The company, under the Park B. Smith banner, has been trying to identify which pieces of each unit's business will lead the product categories. "We're all about comfort, the relaxed resort look," explained Park B. Smith, Jr., president and ceo of the company. "It's what people are talking about today and what each of our companies has been all about from the start," he said, referring to his father Park B. Smith Sr.'s company that focuses on eco-fabrics and constructions developed in India.
Both companies approach product in a similar way, said Linda Johnson, coo. "We're about listening and discernment and gut reactions to things. We also look at markdowns and needs from our customers and the rest of the market, which tells us what consumers want and don't want."
"We also do a tremendous amount of reading, and we listen to the industry's mom-and-pop retailers that hear what consumers want every day," Smith Jr. said. In addition, he noted, "there are more business studies available, retailers are sharing more information and we identify people who know what's happening."
Bringing the two companies together forced an analysis of which was what and what would prevail. "Smith & Johnson definitely was bedding and it didn't compete," said Smith Jr. The look was more boutique "and PBS is definitely Eco [-ordinates]. Now Eco will be the core PBS statement, and all other bedding will move to the S&J brand," he noted. S&J is known for pushing the envelope in better bedding, he added.
Overall, Johnson said, "we cater to a multi-generational consumer from the new apartment dweller to the older consumer." But the Spa collection approach for S&J and Eco-ordinates with vegetable dyes travel parallel paths, "and the whole thought process evolves around quality."

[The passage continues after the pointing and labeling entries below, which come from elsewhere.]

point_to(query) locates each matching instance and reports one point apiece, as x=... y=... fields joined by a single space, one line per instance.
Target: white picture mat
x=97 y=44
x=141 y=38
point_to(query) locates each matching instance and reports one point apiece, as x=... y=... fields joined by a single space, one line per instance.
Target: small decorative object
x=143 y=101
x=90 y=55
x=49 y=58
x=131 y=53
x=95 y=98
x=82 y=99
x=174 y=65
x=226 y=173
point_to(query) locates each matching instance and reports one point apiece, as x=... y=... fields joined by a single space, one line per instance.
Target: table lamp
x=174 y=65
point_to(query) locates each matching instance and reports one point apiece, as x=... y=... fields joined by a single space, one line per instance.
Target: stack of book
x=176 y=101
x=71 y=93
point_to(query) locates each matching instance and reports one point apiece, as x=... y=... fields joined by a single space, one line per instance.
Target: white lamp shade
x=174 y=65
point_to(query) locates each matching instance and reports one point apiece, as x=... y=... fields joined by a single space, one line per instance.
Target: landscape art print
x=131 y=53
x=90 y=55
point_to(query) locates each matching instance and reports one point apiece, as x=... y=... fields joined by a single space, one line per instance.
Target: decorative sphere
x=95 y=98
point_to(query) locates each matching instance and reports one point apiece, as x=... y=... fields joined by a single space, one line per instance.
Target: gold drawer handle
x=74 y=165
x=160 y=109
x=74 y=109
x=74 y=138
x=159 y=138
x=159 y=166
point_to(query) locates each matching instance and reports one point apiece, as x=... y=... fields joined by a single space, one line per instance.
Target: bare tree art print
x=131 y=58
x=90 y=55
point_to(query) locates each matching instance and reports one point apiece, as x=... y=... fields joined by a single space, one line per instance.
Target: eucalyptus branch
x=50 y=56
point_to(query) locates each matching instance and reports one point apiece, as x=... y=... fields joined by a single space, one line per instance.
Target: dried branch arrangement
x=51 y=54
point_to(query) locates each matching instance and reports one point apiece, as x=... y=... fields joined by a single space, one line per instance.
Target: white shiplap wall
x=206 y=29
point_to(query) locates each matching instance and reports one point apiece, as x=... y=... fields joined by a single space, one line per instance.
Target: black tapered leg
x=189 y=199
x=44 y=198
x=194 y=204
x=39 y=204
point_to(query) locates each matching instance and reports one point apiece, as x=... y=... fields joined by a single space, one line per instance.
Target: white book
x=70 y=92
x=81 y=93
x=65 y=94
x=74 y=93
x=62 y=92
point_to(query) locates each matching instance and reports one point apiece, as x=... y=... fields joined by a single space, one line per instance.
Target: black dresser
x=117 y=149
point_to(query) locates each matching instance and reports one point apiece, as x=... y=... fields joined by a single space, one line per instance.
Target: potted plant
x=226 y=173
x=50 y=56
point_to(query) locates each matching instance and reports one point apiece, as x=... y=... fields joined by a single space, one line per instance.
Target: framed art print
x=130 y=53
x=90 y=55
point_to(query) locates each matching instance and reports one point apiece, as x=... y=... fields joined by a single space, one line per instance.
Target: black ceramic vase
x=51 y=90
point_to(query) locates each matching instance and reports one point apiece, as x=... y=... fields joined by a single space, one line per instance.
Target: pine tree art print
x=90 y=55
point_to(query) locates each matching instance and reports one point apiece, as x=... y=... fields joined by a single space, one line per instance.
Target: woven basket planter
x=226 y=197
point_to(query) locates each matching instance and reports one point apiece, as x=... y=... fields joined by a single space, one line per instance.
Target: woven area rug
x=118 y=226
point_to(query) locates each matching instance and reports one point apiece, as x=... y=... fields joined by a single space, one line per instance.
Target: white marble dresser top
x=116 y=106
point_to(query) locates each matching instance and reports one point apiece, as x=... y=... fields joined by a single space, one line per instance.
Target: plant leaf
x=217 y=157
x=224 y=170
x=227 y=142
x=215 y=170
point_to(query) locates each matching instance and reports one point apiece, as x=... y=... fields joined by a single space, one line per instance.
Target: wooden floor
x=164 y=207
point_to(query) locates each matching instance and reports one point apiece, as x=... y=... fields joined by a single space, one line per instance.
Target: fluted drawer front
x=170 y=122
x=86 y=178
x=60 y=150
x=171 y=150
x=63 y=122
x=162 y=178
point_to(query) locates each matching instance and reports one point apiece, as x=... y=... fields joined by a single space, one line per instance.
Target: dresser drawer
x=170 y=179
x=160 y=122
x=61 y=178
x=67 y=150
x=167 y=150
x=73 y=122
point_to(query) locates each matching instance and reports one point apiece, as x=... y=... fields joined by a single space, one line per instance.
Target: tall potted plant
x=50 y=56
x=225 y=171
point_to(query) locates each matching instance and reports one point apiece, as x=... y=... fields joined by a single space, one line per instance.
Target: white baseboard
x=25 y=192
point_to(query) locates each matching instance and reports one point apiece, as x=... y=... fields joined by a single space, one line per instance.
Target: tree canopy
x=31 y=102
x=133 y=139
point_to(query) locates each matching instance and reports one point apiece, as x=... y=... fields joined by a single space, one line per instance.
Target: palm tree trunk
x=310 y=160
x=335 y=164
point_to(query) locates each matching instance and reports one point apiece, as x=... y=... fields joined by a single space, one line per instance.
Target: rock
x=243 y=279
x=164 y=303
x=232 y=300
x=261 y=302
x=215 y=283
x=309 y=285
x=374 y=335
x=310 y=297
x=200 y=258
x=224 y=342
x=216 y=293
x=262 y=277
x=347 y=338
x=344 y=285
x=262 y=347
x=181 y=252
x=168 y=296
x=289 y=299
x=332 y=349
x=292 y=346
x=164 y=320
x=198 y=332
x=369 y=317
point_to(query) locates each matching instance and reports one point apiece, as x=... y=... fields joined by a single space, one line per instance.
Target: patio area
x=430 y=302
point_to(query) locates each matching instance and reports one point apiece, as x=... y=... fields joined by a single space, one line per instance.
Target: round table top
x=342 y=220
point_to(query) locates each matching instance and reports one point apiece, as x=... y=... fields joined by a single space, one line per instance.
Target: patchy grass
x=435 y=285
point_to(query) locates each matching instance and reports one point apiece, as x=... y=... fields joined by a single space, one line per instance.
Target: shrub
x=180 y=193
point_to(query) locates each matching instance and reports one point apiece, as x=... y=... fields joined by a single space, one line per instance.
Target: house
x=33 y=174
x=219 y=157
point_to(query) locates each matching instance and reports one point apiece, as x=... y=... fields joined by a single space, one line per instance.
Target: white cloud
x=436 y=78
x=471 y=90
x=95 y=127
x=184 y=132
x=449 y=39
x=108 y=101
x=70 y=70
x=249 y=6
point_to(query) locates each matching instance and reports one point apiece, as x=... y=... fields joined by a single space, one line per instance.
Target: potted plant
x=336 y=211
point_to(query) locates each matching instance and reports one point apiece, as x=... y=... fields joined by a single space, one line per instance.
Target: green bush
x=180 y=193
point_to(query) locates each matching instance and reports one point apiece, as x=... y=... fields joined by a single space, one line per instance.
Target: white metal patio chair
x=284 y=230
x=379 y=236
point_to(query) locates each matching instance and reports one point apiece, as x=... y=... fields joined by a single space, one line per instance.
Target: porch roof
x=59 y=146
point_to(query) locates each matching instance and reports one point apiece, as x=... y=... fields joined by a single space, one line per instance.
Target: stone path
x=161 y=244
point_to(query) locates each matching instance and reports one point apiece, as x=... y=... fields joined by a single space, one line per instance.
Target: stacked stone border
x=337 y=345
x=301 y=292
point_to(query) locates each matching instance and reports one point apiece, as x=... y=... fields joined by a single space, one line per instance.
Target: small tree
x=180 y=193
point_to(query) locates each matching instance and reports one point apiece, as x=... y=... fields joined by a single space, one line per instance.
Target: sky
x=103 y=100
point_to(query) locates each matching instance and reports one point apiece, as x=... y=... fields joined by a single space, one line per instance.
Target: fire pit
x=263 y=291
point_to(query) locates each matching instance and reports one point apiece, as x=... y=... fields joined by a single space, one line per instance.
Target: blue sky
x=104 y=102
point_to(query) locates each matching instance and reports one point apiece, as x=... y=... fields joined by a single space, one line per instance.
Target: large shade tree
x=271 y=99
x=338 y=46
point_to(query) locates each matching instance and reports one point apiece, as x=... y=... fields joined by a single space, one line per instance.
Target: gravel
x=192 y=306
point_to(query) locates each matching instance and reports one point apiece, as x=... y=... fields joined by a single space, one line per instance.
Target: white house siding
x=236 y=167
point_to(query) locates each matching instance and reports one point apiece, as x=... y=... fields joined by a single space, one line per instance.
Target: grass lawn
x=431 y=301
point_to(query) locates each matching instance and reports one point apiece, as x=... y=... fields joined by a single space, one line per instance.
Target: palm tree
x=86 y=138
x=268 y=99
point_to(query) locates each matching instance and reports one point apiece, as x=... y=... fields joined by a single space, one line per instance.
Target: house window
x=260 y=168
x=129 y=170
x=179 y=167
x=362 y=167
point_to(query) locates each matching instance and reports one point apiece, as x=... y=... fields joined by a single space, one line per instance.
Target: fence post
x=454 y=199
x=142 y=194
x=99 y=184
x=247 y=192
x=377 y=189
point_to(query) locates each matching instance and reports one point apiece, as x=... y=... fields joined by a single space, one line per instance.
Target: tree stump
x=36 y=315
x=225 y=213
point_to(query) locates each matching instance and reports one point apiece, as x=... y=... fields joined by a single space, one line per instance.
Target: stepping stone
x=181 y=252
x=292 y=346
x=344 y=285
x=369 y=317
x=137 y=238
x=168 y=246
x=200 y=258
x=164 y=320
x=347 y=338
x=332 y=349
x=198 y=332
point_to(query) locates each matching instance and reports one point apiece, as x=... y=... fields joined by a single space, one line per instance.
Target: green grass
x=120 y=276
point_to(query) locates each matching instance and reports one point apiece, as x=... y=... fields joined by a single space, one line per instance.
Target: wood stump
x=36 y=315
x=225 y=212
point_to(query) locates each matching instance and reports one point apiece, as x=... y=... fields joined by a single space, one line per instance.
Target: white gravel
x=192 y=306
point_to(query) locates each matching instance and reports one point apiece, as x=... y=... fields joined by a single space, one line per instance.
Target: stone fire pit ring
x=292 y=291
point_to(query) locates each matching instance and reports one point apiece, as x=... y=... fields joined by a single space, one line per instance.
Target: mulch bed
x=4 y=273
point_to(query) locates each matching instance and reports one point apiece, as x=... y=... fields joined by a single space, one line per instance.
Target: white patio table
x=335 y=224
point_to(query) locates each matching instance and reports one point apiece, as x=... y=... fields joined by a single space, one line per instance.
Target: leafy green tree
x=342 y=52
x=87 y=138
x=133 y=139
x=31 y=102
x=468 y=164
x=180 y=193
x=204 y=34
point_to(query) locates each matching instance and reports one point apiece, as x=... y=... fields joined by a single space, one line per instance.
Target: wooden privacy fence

As the home textiles marketplace has changed, "we've become more of a custom house," Smith Jr. said. "We've had to adapt to the trend of retail exclusivity." Underlying everything, he said "is we have to say no to certain things. There has to be a level of parity when it comes to business today, like rebates, guarantee sales, allowances and all the rest. We're in the fashion business, and we approach retailers on a fashion basis and then pick up on the basics."
The most important thing, Smith Jr. said, "is that we don't want to be in the commodity business — even when it comes to exclusives."
As the two product lines evolve, this season's entries will see charcoal and amethyst as key fashion colors moving through bedding, windows, bath, kitchen and rugs, Johnson said. Other important colors are sage, linen, taupe and rust as well as a brilliant red.